The purchase price or the value of your home affects the rate because it affects the size of the loan. For example, Jumbo Loans, currently over $417,000, have a higher rate. Similarly, smaller loans have a higher rate or cost more because it costs the same and takes the same effort to do $35,000 loan as it does a $200,000 loan. Lenders and brokers need to make or charge a certain minimum amount of money to cover overhead, per loan (transaction) cost and make a profit.
The type of loan (fixed or variable) affects the rate because it affects the lenders’ income and inflation risk. For example, with a fixed rate loan, if rates go up the lender could lend out money at a higher rate than they are currently loaning it to you, and therefore earn more money. With a variable rate loan since the rate the lender can charge you changes regularly their income remains consistent with their current income opportunities.
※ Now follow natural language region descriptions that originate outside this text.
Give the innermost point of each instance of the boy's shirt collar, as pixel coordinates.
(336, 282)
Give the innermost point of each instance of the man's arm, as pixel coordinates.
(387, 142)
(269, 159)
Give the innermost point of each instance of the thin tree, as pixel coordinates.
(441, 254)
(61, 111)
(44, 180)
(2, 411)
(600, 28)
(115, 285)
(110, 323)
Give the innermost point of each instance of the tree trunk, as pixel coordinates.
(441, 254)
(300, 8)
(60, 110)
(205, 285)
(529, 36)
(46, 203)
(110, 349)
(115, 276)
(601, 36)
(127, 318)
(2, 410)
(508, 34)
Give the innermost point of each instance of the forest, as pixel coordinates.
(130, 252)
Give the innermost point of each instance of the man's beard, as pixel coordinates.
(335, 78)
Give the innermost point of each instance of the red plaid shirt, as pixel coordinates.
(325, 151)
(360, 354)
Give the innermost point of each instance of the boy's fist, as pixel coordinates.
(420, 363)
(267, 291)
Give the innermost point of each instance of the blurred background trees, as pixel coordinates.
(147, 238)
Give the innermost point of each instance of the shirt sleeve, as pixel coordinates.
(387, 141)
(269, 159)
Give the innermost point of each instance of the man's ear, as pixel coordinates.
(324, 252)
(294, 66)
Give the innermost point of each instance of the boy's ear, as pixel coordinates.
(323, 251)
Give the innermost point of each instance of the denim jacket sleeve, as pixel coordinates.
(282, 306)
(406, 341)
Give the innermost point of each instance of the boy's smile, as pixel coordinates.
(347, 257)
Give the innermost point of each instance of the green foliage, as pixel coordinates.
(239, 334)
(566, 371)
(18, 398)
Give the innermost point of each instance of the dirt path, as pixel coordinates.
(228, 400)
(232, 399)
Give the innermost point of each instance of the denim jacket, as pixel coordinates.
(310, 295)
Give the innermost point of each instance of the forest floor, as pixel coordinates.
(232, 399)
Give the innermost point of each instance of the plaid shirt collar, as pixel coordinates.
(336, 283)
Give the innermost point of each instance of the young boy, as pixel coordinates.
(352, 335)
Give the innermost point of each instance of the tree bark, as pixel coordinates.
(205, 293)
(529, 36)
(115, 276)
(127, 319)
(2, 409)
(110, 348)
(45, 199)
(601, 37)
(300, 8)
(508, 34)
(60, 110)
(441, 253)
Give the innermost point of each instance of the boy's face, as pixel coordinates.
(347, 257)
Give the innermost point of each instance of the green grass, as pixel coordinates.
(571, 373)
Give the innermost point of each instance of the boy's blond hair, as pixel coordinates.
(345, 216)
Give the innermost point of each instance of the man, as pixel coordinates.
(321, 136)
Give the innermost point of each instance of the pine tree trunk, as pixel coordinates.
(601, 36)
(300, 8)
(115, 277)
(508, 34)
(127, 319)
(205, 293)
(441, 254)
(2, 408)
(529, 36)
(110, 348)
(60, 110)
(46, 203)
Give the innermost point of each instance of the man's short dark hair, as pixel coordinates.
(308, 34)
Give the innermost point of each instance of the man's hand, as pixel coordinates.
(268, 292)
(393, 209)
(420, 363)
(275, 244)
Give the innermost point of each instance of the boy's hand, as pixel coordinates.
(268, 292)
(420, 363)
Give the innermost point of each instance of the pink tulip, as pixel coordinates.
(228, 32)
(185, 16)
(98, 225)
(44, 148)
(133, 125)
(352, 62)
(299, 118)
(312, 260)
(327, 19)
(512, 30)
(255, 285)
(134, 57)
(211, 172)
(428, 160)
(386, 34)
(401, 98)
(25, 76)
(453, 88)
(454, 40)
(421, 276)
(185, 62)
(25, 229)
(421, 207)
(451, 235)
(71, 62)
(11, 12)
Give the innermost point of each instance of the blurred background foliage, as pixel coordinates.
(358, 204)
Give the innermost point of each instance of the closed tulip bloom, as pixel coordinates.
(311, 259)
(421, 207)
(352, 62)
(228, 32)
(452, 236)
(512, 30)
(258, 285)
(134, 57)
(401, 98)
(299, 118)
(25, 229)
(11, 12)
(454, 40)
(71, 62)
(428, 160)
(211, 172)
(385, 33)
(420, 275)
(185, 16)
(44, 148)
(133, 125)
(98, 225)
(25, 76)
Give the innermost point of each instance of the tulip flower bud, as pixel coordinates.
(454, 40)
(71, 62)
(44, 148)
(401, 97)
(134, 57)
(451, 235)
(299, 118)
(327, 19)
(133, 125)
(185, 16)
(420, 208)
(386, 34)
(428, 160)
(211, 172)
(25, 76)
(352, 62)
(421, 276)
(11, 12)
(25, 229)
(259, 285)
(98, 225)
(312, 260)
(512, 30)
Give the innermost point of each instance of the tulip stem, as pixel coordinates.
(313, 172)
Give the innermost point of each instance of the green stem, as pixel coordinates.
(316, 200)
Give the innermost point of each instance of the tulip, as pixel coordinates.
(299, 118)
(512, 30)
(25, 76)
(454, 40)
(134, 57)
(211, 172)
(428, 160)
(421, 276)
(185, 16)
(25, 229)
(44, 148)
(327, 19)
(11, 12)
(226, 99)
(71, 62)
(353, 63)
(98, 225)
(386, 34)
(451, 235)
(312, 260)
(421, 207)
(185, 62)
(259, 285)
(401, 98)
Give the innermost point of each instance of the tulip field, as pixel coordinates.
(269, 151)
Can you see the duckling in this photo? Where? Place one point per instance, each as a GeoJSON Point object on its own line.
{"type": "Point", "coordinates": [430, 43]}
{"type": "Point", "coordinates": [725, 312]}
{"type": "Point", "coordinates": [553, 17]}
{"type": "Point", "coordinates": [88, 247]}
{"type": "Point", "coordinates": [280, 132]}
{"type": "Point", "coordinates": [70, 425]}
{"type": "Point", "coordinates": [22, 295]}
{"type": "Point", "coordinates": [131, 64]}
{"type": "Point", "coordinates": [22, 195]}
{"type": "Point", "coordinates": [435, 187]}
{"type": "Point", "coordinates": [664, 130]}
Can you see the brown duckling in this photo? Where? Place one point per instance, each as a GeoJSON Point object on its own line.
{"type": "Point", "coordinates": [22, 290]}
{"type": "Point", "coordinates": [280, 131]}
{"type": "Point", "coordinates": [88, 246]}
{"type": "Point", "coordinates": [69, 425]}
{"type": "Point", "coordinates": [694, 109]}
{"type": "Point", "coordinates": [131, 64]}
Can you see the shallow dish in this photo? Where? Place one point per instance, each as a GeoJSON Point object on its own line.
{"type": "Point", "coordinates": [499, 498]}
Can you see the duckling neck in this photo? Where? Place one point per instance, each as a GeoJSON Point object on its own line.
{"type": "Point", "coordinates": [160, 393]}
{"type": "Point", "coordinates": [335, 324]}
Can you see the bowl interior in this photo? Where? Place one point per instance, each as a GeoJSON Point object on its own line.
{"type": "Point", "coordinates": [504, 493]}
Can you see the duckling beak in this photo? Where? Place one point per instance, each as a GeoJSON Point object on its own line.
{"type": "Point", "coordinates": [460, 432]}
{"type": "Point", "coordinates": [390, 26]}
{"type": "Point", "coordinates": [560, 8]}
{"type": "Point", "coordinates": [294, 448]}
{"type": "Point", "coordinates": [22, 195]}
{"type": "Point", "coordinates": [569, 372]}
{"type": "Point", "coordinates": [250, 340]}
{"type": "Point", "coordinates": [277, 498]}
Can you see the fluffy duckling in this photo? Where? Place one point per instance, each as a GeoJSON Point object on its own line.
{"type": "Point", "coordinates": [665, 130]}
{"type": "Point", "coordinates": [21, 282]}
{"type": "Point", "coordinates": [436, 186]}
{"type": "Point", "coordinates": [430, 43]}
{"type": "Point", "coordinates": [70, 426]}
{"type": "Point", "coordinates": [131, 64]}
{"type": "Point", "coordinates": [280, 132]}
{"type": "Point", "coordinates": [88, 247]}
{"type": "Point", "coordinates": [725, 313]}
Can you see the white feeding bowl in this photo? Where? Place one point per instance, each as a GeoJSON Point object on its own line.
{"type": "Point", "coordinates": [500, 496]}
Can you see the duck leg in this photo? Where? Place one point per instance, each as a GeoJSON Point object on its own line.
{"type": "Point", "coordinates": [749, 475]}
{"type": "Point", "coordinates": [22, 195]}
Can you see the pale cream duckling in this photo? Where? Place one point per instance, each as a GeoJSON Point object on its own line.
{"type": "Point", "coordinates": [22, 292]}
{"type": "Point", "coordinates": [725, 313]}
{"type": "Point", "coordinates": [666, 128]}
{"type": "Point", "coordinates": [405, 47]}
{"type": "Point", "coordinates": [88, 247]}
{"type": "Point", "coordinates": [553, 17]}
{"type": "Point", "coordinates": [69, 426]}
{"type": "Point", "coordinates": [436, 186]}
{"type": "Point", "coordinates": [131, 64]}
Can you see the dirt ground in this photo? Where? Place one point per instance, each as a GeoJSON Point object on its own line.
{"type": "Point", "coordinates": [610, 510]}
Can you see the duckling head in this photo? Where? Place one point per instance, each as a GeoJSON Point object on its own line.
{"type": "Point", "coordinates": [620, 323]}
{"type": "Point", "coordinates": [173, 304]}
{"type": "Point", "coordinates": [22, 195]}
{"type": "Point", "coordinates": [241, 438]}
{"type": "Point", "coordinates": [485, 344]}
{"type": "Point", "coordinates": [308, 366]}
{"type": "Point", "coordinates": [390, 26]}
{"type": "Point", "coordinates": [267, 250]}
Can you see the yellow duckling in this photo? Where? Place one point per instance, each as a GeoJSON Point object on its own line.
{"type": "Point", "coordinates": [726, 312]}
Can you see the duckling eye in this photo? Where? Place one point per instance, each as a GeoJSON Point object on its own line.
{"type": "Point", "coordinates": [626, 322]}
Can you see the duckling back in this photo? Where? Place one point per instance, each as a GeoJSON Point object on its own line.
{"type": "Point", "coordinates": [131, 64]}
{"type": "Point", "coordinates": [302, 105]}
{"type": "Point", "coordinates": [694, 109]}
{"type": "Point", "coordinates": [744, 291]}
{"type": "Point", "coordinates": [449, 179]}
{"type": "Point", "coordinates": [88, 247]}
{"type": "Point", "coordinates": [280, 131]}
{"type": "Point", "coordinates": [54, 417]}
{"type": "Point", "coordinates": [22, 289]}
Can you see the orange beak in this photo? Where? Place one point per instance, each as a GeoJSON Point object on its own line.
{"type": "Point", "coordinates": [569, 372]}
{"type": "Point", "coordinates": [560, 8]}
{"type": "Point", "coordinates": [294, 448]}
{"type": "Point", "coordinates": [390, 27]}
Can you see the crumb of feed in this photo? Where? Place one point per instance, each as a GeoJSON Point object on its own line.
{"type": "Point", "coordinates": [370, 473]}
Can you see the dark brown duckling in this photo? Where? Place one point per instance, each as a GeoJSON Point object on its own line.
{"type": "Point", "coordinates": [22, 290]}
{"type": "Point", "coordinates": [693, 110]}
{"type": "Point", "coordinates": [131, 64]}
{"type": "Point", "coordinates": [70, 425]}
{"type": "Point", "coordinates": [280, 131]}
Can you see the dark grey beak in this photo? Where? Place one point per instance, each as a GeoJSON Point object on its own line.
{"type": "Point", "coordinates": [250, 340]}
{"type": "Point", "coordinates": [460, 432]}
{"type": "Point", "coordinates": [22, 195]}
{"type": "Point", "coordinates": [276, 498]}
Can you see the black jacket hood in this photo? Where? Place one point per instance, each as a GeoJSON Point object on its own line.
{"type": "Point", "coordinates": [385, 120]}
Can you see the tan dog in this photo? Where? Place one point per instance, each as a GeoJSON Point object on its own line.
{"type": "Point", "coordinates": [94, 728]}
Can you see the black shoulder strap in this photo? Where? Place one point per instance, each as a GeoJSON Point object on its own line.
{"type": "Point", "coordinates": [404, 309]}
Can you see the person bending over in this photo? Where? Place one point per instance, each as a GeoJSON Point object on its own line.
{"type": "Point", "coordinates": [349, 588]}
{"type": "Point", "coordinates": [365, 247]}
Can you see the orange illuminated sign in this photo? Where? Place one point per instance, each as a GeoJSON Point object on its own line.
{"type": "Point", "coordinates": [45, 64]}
Therefore with variable rate loans they give you a better rate since they know that if rates go up they can charge you more.
The length of time you will own a house affects both the type of loan you may want and the amount of points it may make sense to pay. For example, if you are going to keep a house for a short period of time (let’s say 3 years), you may be better off with a variable rate loan (e.g. a 3/1 ARM – fixed for 3 years and varies once a year every year there- after until the loan is paid off). Why? Because typically the 3/1 ARM has a lower rate associated with it than a 30 year fixed rate loan and since you will sell the house in 3 years you would not be affected by higher rates which may exist at that time. On the other hand, if you expect to live in the house for 30 years you might be willing to pay some points to receive a lower interest rate now. The lower interest rate would save you money every month over the life of the loan. The total savings in this situation should be greater than the cost of points, giving consideration to the amount that the point money could earn if invested (saved) after taxes.